In 2020, 2,429 N.C. teens were involuntary committed to mental health facilities, but in 2021, that number has jumped to 3,689, according to data provided to CJ by NCDHHS. This is a 52% increase in a one-year span. Burgin said a major problem caused by this trend is that so many parents are dropping their children off at emergency rooms that there is no place to send them.
“I had one in Harnett County that was in the hospital, in the emergency room, for 94 days, as they were waiting for a place to put that child — actually in the emergency room in Dunn, North Carolina.”
He said he’s seen the same thing repeating, including with a 9-year-old girl in foster care who had to stay in the emergency room for 29 days while they looked for somewhere to place her.
“On any given day, there are 200 people in the emergency room for involuntary commitment; that’s children and adults, but a lot of them are children,” Burgin said. “I was at UNC the other day, and they have a whole wing up there that’s for adolescent kids that’s part of the emergency department. They have young children there, all these folks that are having issues, they end up there until they’re 18 years old.”
There are three main psychiatric hospitals in the state, with a total of 1,500 beds. And Burgin said a big issue is that around 400 of these beds are taken up by defendants in criminal trials who are waiting for competency hearings.
“I want to move those people out, because those beds cost $1,400 a day,” Burgin said. “I want to move those people to jails or local prisons, still treat them — do the counseling, do the psychiatry — but in a less expensive environment. And then take these more severe cases and put them in a mental-health hospital.”
With involuntary commitment of teens for mental health problems “up significantly,” Burgin said he just doesn’t want them “languishing in emergency departments because we don’t have a facility to put them in.”
He plans on traveling the state with NCDHHS Secretary Kody Kinsley to bring attention to this issue and to look for solutions.
“I’m talking to the secretary now, and we’re talking about coming up with a facility, about 100- to 110-bed facility that we can take these cases and not leave them in the emergency room,” Burgin said. “We can get them in a facility and start treating them immediately rather than letting them languish. I call it warehousing them. I don’t want to warehouse kids.
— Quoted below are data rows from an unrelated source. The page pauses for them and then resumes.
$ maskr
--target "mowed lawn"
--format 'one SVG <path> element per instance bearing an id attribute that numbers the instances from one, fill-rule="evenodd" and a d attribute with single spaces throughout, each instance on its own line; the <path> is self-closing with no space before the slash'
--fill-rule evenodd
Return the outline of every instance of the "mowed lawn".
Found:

I want them somewhere we can treat them and get them on the right track.”
Asked why he believes teens in modern N.C. are struggling so much with mental health, he said, “I sum it up like this: I think there’s a sense of hopelessness among a lot of young people, and it concerns me. A lot of them feel like it’s just not going to get better. I’ve talked to a lot of them, and you just see this lostness. And we as adults have got to do better. I think part of it is a lot of these devices. I think kids are having phones and being on the internet too early.”